Try to use the Apache Commons library and the class org.apache.commons.io.input.BOMInputStream to get rid of this kind of problems.
Example:
String defaultEncoding = "UTF-8";
InputStream inputStream = new FileInputStream(file);
try
{
BOMInputStream bOMInputStream = new BOMInputStream(inputStream);
ByteOrderMark bom = bOMInputStream.getBOM();
String charsetName = bom == null ? defaultEncoding : bom.getCharsetName();
InputStreamReader reader = new InputStreamReader(new BufferedInputStream(bOMInputStream), charsetName);
// your code...
}
finally
{
inputStream.close();
}
For what concerns the BOM itself, as @seand said, it's just meta data being used for reading/writing/storing strings in memory. It's present in the strings themselves, but you cannot replace or modify it unless working at binary level or re-encoding the strings.

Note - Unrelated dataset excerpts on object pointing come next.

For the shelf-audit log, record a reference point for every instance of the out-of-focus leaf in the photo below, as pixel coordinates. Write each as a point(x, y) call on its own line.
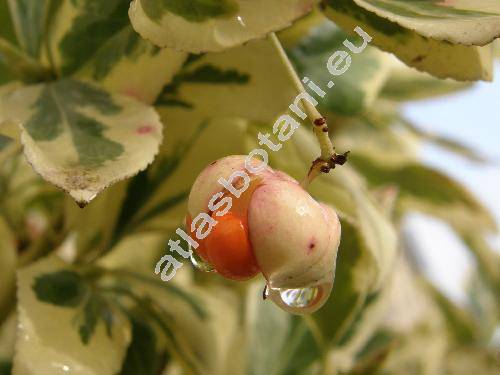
point(458, 22)
point(444, 142)
point(7, 31)
point(222, 23)
point(470, 360)
point(116, 56)
point(8, 259)
point(415, 323)
point(405, 83)
point(8, 331)
point(62, 288)
point(427, 190)
point(80, 137)
point(14, 64)
point(440, 58)
point(358, 87)
point(488, 260)
point(278, 343)
point(141, 358)
point(40, 348)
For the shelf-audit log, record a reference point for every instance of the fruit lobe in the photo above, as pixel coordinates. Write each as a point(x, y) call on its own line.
point(229, 250)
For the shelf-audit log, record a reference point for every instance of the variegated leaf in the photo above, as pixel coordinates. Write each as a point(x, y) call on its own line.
point(29, 20)
point(22, 24)
point(435, 56)
point(80, 137)
point(41, 349)
point(116, 56)
point(212, 25)
point(467, 22)
point(249, 82)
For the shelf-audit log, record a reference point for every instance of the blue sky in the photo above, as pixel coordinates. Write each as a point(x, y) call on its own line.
point(472, 117)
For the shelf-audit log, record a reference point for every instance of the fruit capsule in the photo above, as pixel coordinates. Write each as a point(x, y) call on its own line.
point(267, 222)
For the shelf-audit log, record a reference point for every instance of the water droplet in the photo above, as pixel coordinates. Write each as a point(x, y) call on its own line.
point(200, 264)
point(299, 298)
point(265, 292)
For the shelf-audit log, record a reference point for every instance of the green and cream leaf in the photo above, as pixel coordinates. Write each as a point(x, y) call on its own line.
point(437, 57)
point(220, 23)
point(464, 22)
point(116, 56)
point(80, 137)
point(41, 349)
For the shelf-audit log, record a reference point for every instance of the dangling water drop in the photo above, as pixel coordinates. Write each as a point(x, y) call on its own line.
point(200, 264)
point(299, 298)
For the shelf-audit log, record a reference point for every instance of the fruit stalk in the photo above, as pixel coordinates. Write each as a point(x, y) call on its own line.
point(328, 158)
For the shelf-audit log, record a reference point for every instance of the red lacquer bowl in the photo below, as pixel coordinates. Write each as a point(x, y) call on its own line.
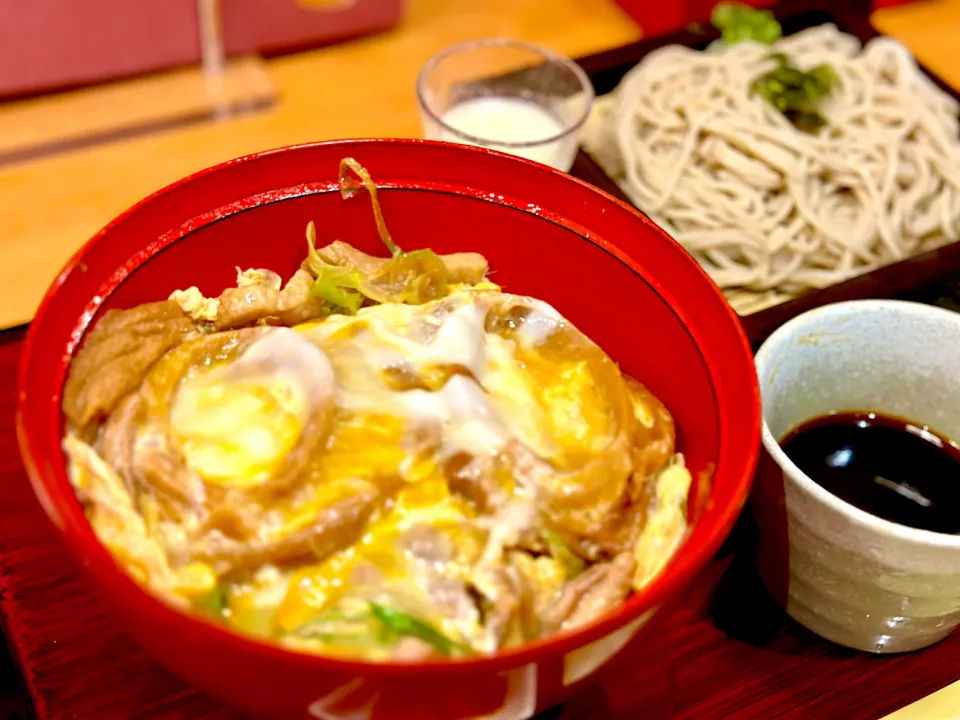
point(606, 267)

Let's make a few examples:
String str = "Hadoop";
byte bt1[] = str.getBytes();
System.out.println(bt1.length); // 6
byte bt2a[] = str.getBytes("UTF-16");
System.out.println(bt2a.length); // 14
byte bt2b[] = str.getBytes("UTF-16BE");
System.out.println(bt2b.length); // 14
byte bt3[] = str.getBytes("UTF-16LE");
System.out.println(bt3.length); // 12
In the UTF-16 (which defaults to Big Endian) and UTF-16BE versions, you get 14 bytes because of the BOM being inserted to distinguish between BE and LE. If you specify UTF-16LE you get 12 bytes because of no BOM is being added.
You cannot strip the BOM from a string with a simple replace, as you tried. Because the BOM, if present, is only part of the underlying byte stream that, memory side, is being handled as a string by the java framework. And you can't manipulate it like you manipulate characters that are part of the string itself.